Frauenrechte und Frauenbeauftragte sind eng miteinander verbunden

Isabella Burgey-Meinel, die Gesamtleitung der Liebenauer Arbeitswelten, wies in ihrer Begrüßung auf den Zusammenhang hin und machte deutlich, dass die Frauenrechtsbewegung ab Mitte des 20. Jahrhunderts ein wichtiger Schritt in der Geschichte der Gleichstellung in Deutschland war.

Seit dem 1. Januar 2017 ist in der neuen Werkstätten-Mitwirkungs-Verordnung vorgeschrieben, dass in jeder Werkstatt für behinderte Menschen eine Frauenbeauftragte aus den Reihen der Beschäftigten gewählt werden müssen. Stolz ist Burgey-Meinel, „dass wir nicht nur eine Frauenbeauftragte und eine Stellvertreterin haben, sondern an jedem Standort eine Frauenbeauftragte, um auch in der Dezentralität den Frauen eine Stimme zu geben“.

Aufbau von Netzwerken

Susanne Steegmaier ist Frauenbeauftragte im ZfP in Weissenau und arbeitet für „Starke.Frauen.Machen e.V.“, dem Bundesnetzwerk der Frauenbeauftragten in Einrichtungen. Sie berichtete beim Treffen von den neuesten Entwicklungen, Projekten und Zielen des Netzwerks und wies auf hilfreiches Infomaterial auf den jeweiligen Websites hin. „Wir möchten die Frauen stärken und ihnen Mut machen, sich für ihre Rechte einzusetzen. Dafür sind Netzwerke wichtig.“ Allein in der Region Bodensee/Oberschwaben gibt es 17 Werkstätten mit Frauenbeauftragten, die durch den Austausch wertvolle Tipps und neue Ideen bekommen.

Wir ziehen am gleichen Strang

Deswegen setzt sich Veronika Wäscher-Göggerle, eine weitere Referentin des Netzwerktreffens, seit 17 Jahren als Frauen- und Familienbeauftragte des Bodenseekreises für den Schutz von Frauen mit und ohne Behinderungen vor Gewalt ein. Dazu präsentierte sie erschreckende Zahlen: Jeden dritten Tag werde in Deutschland ein Femizid begangen und jede dritte Frau hätte schon mindestens einmal sexualisierte Gewalt erlebt.

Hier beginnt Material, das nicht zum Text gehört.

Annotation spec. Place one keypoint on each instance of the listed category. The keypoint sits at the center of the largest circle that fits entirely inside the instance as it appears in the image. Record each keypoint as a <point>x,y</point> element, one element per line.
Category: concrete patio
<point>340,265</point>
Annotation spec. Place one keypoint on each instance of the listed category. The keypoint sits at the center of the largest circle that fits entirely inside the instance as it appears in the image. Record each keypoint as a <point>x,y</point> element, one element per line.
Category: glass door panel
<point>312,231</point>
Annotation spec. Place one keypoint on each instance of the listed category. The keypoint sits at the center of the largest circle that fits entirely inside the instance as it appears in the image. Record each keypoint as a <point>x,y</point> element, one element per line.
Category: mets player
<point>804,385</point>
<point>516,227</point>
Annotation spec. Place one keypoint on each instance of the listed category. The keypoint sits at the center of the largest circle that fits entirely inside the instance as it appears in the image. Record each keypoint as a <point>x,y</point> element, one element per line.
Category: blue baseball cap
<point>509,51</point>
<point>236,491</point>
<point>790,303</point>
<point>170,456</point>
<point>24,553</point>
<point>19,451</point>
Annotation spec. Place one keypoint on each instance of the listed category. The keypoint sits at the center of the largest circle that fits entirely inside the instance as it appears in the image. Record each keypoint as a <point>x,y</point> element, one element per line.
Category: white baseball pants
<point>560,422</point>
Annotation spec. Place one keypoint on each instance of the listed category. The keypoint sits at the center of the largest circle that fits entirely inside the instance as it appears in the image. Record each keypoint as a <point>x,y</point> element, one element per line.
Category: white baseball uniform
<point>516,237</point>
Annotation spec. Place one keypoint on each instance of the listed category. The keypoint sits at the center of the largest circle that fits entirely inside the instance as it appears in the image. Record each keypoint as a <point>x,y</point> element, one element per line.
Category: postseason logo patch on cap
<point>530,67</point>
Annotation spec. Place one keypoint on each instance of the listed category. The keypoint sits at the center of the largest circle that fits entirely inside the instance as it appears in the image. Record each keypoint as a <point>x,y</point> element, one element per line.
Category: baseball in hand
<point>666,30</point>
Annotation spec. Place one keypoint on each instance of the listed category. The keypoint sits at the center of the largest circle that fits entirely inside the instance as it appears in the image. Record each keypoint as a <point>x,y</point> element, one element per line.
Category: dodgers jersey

Frauen mit Behinderungen erfahren besonders häufig Gewalt. Rund 65 Prozent der Frauen mit Behinderung haben Gewalt erlebt. Von sexueller Gewalt waren sie zwei bis drei Mal häufiger betroffen als der weibliche Bevölkerungsdurchschnitt. Deswegen seien Kooperationen, Präventionsmaßnahmen und Fortbildungsangebote für die Frauenbeauftragten so wichtig, wie beispielsweise ein Selbstbehauptungstraining.

Besichtigung des Liebenauer Landlebens

Abgerundet wurde der Netzwerktag mit einem Rundgang im Arbeitsbereich des Liebenauer Landlebens sowie einem gemeinsamen Mittagessen vor Ort. Alle Teilnehmerinnen gingen am Abend mit viel Input nach Hause und waren sich einig, dass mindestens einmal pro Jahr ein Netzwerktreffen stattfinden sollte. Denn nur zusammen entsteht Stärke!